West Virginians are getting’ it on!
Written by Joe Wolverton, II, J.D.
West Virginia state lawmakers are doing their part to keep the federal beast inside its constitutional cage.
First, state delegate Eric Householder took on ObamaCare, and now Cindy Frich, his colleague in the House of Delegates, is setting her sights on protecting the Second Amendment.
On January 9, Frich and five cosponsors (the same bill was offered last legislative session and had nine cosponsors) introduced HB 2832, the Firearm Protection Act.
If it were enacted, the bill would render unenforceable any “federal law which attempts to ban semiautomatic firearm[s] or to limit the size of a magazine of a firearm or other limitation on firearms in this state…”
There are two forces at work in Frich’s effort to thwart the federal government’s constant attempt to unconstitutionally infringe on the right of the people to keep and bear arms.
First, there is a well-established principle of federalism called anti-commandeering.
Put simply, anti-commandeering prohibits the federal government from forcing states to participate in any federal program that does not concern “international and interstate matters.”
While this expression of federalism (“dual sovereignty” as it was named by Justice Antonin Scalia) was first set forth in the case of New York v. United States (1992), most recently it was reaffirmed by the high court in the case of Mack and Printz v. United States (1997).
Sheriff Richard Mack was one of the named plaintiffs in the latter landmark case, and on the website of his organization the Constitutional Sheriffs and Peace Officers Association, he recounts the basic facts of the case:
The Mack/Printz case was the case that set Sheriff Mack on a path of nationwide renown as he and Sheriff Printz sued the Clinton administration over unconstitutional gun control measures, were eventually joined by other sheriffs for a total of seven, went all the way to the supreme court and won.
There is much more “ammo” in this historic and liberty-saving Supreme Court ruling. We have been trying to get state and local officials from all over the country to read and study this most amazing ruling for almost two decades. Please get a copy of it today and pass it around to your legislators, county commissioners, city councils, state reps, even governors!
The Mack/Printz ruling makes it clear that the states do not have to accept orders from the feds!
Writing for the majority, Justice Antonin Scalia explained:
As Madison expressed it: “The local or municipal authorities form distinct and independent portions of the supremacy, no more subject, within their respective spheres, to the general authority than the general authority is subject to them, within its own sphere.” The Federalist No. 39, at 245. [n.11]
This separation of the two spheres is one of the Constitution’s structural protections of liberty. “Just as the separation and independence of the coordinate branches of the Federal Government serve to prevent the accumulation of excessive power in any one branch, a healthy balance of power between the States and the Federal Government will reduce the risk of tyranny and abuse from either front.”
When the federal government assumes powers not explicitly granted to it in the Constitution, it puts the states on the road toward obliteration and citizens on the road to enslavement.
The next principle on display in Delegate Frich’s bill is known as nullification — Thomas Jefferson’s “rightful remedy.”
Nullification is a concept of constitutional law that recognizes the authority of each state to nullify, or invalidate, any federal measure that exceeds the few and defined powers allowed the federal government as enumerated in the Constitution.
Nullification is founded on the assertion that the sovereign states formed the union, and as creators of the compact, they hold ultimate authority as to the limits of the power of the federal government to enact laws that they expect the people to obey.
That is to say, the Constitution is an agency agreement between the states (the principals) and the federal government (the agent).
The law of agency applies when one party gives another party legal authority to act on the first party’s behalf.

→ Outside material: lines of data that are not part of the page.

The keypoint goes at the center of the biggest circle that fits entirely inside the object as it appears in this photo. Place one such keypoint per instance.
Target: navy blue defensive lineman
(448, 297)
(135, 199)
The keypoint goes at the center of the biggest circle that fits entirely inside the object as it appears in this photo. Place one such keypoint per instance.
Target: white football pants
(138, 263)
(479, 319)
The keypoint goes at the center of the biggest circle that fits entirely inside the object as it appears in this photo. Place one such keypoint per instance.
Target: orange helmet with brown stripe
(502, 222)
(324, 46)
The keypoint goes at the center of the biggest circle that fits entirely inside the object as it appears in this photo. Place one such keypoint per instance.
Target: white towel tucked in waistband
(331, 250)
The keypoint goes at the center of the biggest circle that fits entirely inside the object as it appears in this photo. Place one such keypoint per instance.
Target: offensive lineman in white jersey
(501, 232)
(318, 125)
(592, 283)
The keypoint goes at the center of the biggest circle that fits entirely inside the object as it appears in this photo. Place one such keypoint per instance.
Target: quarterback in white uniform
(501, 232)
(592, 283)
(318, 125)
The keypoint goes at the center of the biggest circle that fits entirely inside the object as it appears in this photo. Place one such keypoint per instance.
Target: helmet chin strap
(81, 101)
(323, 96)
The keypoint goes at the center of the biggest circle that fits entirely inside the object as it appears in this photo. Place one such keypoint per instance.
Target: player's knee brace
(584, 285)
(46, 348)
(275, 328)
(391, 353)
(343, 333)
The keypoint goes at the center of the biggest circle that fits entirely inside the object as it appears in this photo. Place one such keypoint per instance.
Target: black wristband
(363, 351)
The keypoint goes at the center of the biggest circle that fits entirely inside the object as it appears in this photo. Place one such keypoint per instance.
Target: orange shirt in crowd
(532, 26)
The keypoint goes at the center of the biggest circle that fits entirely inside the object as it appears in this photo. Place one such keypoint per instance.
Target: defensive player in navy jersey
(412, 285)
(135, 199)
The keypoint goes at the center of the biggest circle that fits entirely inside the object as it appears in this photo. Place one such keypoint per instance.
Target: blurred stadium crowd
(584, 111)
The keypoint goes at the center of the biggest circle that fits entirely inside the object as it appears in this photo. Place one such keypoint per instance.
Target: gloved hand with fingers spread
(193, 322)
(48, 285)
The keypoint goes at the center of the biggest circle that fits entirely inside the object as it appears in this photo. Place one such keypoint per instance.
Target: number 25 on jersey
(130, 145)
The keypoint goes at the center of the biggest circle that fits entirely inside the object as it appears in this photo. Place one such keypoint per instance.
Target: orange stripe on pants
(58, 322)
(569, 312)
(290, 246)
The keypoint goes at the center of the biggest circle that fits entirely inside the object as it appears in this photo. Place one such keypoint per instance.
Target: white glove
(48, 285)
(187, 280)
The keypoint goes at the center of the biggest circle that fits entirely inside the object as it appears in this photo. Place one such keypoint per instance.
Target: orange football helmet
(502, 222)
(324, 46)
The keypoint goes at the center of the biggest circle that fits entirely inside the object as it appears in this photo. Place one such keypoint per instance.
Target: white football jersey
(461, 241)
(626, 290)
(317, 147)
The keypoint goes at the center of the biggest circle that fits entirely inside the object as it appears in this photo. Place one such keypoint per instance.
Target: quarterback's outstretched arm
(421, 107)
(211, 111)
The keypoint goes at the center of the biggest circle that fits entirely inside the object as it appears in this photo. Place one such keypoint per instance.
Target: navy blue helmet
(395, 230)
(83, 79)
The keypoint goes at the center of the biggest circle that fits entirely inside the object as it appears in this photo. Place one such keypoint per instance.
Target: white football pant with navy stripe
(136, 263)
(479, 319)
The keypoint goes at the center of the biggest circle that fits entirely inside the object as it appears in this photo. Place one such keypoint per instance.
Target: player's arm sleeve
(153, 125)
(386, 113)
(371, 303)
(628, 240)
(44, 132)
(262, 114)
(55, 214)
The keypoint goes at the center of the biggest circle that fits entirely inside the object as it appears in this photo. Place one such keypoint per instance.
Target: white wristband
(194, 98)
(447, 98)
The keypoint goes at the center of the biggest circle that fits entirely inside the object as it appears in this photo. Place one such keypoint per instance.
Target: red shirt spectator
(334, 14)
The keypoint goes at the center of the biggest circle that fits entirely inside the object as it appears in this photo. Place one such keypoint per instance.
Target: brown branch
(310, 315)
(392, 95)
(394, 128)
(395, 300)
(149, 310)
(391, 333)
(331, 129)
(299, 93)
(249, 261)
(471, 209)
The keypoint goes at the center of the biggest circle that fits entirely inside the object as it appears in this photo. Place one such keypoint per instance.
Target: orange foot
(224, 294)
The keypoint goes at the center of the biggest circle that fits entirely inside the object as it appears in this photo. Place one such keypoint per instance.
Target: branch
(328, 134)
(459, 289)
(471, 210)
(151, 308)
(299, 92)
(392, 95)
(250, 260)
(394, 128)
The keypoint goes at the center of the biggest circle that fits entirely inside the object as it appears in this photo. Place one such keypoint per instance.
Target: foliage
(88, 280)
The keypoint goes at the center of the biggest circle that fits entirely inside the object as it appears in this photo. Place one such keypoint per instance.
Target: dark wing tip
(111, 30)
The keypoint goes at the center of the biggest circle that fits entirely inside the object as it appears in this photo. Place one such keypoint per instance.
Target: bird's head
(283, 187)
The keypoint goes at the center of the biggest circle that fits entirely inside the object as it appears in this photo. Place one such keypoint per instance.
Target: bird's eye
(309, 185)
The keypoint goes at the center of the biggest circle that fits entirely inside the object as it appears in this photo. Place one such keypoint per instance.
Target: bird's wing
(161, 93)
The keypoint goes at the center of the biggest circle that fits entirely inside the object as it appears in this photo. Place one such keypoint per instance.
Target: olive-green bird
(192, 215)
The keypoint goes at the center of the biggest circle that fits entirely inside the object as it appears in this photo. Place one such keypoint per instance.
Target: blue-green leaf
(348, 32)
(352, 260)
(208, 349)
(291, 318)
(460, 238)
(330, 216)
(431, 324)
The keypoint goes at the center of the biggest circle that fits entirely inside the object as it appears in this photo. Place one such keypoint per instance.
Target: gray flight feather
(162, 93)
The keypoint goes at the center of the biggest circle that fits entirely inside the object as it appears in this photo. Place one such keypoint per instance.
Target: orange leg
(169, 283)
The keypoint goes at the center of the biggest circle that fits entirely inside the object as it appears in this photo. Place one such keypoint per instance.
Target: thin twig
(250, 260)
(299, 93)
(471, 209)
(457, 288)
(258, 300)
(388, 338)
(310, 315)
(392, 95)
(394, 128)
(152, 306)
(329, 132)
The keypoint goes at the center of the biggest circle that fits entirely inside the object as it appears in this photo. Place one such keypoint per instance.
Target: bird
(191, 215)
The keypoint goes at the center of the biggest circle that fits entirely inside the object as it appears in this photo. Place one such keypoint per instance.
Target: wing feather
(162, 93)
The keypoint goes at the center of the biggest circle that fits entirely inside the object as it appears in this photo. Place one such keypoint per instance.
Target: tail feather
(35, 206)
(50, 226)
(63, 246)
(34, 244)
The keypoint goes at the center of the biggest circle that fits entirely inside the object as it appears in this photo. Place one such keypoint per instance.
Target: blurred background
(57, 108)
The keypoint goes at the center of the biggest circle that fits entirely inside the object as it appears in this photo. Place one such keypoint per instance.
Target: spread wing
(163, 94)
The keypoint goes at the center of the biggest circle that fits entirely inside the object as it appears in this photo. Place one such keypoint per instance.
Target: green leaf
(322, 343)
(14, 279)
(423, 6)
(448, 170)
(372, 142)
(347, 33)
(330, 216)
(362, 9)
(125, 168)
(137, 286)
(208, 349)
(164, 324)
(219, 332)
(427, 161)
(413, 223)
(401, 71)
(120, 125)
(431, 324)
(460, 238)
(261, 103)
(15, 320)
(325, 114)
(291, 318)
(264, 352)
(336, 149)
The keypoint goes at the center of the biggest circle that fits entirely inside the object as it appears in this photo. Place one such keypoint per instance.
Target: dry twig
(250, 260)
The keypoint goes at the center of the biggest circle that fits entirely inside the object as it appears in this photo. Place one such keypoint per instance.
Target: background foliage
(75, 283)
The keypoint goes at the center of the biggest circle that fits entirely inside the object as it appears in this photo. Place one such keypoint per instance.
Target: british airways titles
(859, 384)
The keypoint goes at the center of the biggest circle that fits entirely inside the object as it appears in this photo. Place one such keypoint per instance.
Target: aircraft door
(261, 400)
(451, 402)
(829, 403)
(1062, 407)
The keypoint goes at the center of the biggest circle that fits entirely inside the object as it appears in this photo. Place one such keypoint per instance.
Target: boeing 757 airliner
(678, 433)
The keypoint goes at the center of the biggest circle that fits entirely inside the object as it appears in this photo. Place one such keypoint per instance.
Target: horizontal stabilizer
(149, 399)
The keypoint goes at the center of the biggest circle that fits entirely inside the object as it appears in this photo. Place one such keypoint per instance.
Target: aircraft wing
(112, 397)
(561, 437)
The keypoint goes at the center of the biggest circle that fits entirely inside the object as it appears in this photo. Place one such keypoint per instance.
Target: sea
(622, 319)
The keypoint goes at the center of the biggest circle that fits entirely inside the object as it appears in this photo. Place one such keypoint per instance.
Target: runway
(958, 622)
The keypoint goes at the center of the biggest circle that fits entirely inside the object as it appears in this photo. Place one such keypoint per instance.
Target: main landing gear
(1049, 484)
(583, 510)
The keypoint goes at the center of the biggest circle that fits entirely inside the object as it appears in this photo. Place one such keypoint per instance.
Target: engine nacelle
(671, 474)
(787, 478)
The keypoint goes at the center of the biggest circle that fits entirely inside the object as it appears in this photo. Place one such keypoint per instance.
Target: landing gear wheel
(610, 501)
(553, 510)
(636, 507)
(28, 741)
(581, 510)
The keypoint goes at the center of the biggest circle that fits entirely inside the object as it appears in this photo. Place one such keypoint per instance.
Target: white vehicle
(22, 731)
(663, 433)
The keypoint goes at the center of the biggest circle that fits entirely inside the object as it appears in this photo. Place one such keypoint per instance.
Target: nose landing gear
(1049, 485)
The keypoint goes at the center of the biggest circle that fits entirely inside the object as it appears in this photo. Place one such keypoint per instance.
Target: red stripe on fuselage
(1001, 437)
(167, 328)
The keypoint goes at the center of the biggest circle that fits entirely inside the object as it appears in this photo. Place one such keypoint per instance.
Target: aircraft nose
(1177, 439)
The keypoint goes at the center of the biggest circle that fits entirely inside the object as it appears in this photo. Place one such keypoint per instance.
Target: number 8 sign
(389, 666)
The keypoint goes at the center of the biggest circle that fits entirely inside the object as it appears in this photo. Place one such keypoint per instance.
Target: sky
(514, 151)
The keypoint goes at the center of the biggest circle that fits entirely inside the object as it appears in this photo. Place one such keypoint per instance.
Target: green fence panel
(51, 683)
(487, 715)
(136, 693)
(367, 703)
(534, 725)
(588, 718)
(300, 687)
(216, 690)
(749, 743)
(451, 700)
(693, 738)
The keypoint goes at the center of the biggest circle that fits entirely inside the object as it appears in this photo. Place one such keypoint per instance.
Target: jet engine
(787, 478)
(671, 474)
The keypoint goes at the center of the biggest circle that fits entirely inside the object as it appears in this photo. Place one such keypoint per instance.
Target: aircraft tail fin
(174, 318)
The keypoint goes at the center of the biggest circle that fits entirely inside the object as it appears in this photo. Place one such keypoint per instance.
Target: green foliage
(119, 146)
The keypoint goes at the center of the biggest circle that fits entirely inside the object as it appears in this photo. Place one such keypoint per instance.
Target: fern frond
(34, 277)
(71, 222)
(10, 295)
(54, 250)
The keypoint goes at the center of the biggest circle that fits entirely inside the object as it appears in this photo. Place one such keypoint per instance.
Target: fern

The first party is called the principal and the second party is called the agent. The principal may grant the agent as much or as little authority as suits his purpose. That is to say, by simply giving an agent certain powers, that agent is not authorized to act outside of that defined sphere of authority.
Upon its ratification, the states, as principals, gave limited power to the federal government to act as their agent in certain matters of common concern: defense, taxation, interstate commerce, etc.
The authority of the agent — in this case the federal government — is derived from the agreement that created the principal/agent relationship. Whether the agent is lawfully acting on behalf of the principal is a question of fact. The agent may legally bind the principal only insofar as its actions lie within the contractual boundaries of its power.
Should the agent exceed the scope of its authority, not only is the principal not held accountable for those acts, but the breaching agent is legally liable to the principal (and any affected third parties who acted in reliance on the agent’s authority) for that breach.
Under the law of agency, finally, the principals (states) may revoke the agent’s (the federal government’s) authority at will. It would be unreasonable to force the principals to honor promises of an agent that has acted outside the limits of its authority as set out in the document that created the agency in the first place — the Constitution.